Siang itu Jimmi baru saja keluar
dari kelas dengan sedikit menggerutu. Dosen ekonominya selalu saja begitu,
mengajar dengan sekenaknya. Kadang ia masuk tak sesuai jadwal, dan kalau sudah
di ruang kelas ia sering kali mengajar tak ingat waktu. Mengajar dengan
suaranya yang bagai lantunan lagu nina bobo di siang hari, membuat hampir
seluruh mahasiswanya tertidur lelap.
Dengan langkah panjang Jimmi
berjalan menuju area depan kampus dan mencari angkutan kota jurusan pulogadung.

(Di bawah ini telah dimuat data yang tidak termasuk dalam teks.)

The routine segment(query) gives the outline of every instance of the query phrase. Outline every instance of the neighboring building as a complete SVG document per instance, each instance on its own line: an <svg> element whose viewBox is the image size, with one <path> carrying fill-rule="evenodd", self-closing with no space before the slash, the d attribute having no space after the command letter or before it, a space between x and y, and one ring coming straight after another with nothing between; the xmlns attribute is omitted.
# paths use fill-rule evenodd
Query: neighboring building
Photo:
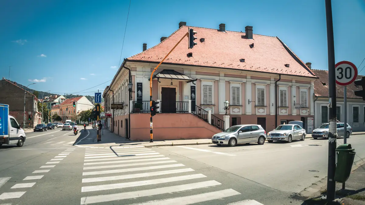
<svg viewBox="0 0 365 205"><path fill-rule="evenodd" d="M313 70L319 79L314 81L314 118L315 128L328 123L329 110L327 106L328 100L328 71ZM360 79L362 76L358 76ZM361 90L356 88L353 83L347 87L347 123L353 131L365 131L365 101L362 98L355 95L354 91ZM343 86L336 85L336 113L337 120L345 120L345 104L343 103Z"/></svg>
<svg viewBox="0 0 365 205"><path fill-rule="evenodd" d="M124 59L103 94L105 111L114 116L110 129L128 136L129 119L131 140L149 139L151 72L188 28L197 32L197 45L188 49L185 37L153 77L153 99L160 101L161 113L153 117L154 139L209 138L226 127L225 120L229 125L257 124L268 131L301 120L307 128L307 118L314 117L317 78L280 39L253 34L251 26L243 33L226 31L224 24L217 29L182 22L160 43L148 49L143 44L143 52ZM130 99L126 67L133 84ZM226 100L229 120L223 119ZM124 108L111 110L113 101Z"/></svg>
<svg viewBox="0 0 365 205"><path fill-rule="evenodd" d="M0 81L0 103L9 105L9 114L15 117L22 127L24 118L26 128L32 128L35 125L41 123L41 113L38 108L39 100L35 96L27 91L24 115L24 90L17 85L16 82L13 84L3 78ZM30 120L28 120L29 115L31 118Z"/></svg>

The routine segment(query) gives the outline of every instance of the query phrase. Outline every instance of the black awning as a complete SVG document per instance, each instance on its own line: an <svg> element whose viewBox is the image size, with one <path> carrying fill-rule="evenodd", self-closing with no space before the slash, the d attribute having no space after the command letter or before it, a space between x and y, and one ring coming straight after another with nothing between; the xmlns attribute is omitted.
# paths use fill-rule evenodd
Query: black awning
<svg viewBox="0 0 365 205"><path fill-rule="evenodd" d="M182 73L179 73L177 71L175 71L173 70L170 70L164 69L159 72L157 74L153 75L153 79L157 78L158 80L159 78L165 79L172 79L174 80L185 80L190 82L196 81L196 79L195 79L191 77L188 76Z"/></svg>

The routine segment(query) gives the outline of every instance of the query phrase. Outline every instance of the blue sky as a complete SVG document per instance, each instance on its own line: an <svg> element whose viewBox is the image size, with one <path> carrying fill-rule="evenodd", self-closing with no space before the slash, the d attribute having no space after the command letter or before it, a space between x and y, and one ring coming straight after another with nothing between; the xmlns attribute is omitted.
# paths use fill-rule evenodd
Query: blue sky
<svg viewBox="0 0 365 205"><path fill-rule="evenodd" d="M187 25L277 36L314 69L328 70L324 0L132 0L121 63ZM93 95L120 65L129 0L0 1L0 74L30 88ZM335 61L365 57L365 0L332 0ZM358 68L365 66L365 61ZM115 67L116 66L116 67ZM360 74L365 75L365 69ZM84 80L82 80L84 79Z"/></svg>

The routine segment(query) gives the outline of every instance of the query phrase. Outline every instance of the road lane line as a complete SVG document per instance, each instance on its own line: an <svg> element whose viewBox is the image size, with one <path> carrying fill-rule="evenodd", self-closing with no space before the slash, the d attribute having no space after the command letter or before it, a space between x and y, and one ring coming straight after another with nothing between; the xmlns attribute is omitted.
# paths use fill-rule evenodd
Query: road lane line
<svg viewBox="0 0 365 205"><path fill-rule="evenodd" d="M150 201L143 203L133 204L131 205L170 205L170 204L187 205L188 204L192 204L213 200L220 199L222 198L240 194L239 192L236 192L231 189L230 189L186 197ZM249 205L249 204L247 204L247 205ZM254 204L253 204L252 205L254 205Z"/></svg>
<svg viewBox="0 0 365 205"><path fill-rule="evenodd" d="M0 195L0 200L19 198L23 195L26 192L5 192Z"/></svg>
<svg viewBox="0 0 365 205"><path fill-rule="evenodd" d="M175 160L169 160L168 161L160 161L160 162L142 162L140 163L133 163L132 164L126 164L122 165L104 165L103 166L96 166L95 167L84 167L84 170L90 169L98 169L112 168L116 167L130 167L132 166L138 166L140 165L157 165L158 164L165 164L166 163L172 163L177 162Z"/></svg>
<svg viewBox="0 0 365 205"><path fill-rule="evenodd" d="M140 186L147 185L158 184L164 183L199 179L199 178L203 178L206 177L206 176L201 174L191 174L191 175L173 177L167 178L162 178L143 181L137 181L111 184L104 184L97 186L90 186L82 187L81 188L81 192L87 192L101 191L102 190L108 190L115 189L122 189L123 188Z"/></svg>
<svg viewBox="0 0 365 205"><path fill-rule="evenodd" d="M81 198L81 205L89 204L93 203L105 202L117 200L122 200L123 199L137 198L142 197L153 196L158 194L196 189L200 188L220 185L221 184L222 184L217 181L211 180L177 186L157 188L152 189L141 190L135 192L124 192L111 194L89 196Z"/></svg>
<svg viewBox="0 0 365 205"><path fill-rule="evenodd" d="M45 173L46 172L48 172L51 170L50 169L43 169L42 170L36 170L34 171L32 173L32 174L36 174L36 173Z"/></svg>
<svg viewBox="0 0 365 205"><path fill-rule="evenodd" d="M146 177L152 176L159 176L164 174L176 174L177 173L183 173L188 171L194 171L193 169L191 168L182 169L174 169L166 171L160 171L152 172L146 172L139 174L132 174L120 175L119 176L113 176L112 177L94 177L92 178L85 178L82 179L82 183L94 182L103 182L104 181L111 181L119 179L134 179L141 177Z"/></svg>
<svg viewBox="0 0 365 205"><path fill-rule="evenodd" d="M160 157L160 156L165 156L162 155L154 155L153 156L124 156L123 157L123 159L141 159L142 158L151 158L152 157ZM104 161L105 160L119 160L120 159L118 158L107 158L107 159L85 159L84 162L96 162L97 161Z"/></svg>
<svg viewBox="0 0 365 205"><path fill-rule="evenodd" d="M35 182L30 183L19 183L15 184L11 187L10 189L18 189L18 188L28 188L32 187L35 184Z"/></svg>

Segera ia meloncat masuk ke dalam angkutan kota tersebut begitu didapatnya. Ia
benar-benar tidak ingin ketinggalan barang sedetikpun untuk mendengar suara
penyiar radio favoritnya.
Selama di perjalanan, Jimmi
terlihat begitu gelisah. Sedikit-sedikit ia meluruskan kaki, lalu kembali duduk
tegap. Tak jarang, ia membetulkan posisi duduknya yang miring ke sana-sini.
Untunglah, angkutan kota tersebut sedang sepi.
Sesampainya di persimpangan
rumahnya, Jimmi cepat-cepat keluar dengan sebelumnya memberikan selembar uang
ribuan pada supir angkutan kota tersebut, tanpa meminta kembalian. Setengah
berlari, Jimmi berjalan menuju rumahnya yang hanya berjarak tiga rumah dari
persimpangan tersebut.
Hingga saat ia tiba di kamarnya,
ia pun melempar tasnya dengan sembarang ke atas kasur dan langsung menghidupkan
radio yang ada di atas meja belajarnya. Dan, lantas ia pun duduk sembari
memandang langit-langit kamarnya, menormalkan napasnya yang memburu.
Seketika, Jimmi mengembangkan senyum saat mendengar suara merdu penyiar radio
favoritnya itu.
"Selamat siang, Jakarta.
Kembali lagi sama Cinta, di sini. Oke, setelah tadi kita mendengar beberapa
lagu yang kalian request. Sekarang, Cinta mau lanjut cerita tentang cinta
pertama. Dan, bagi kalian pendengar setia 'Senandung nada Cinta' juga bisa
ikutan cerita di nomor telpon..."
Lantunan suara lembut dari
penyiar radio yang mengaku bernama 'Cinta' itu begitu menenangkan hati Jimmi.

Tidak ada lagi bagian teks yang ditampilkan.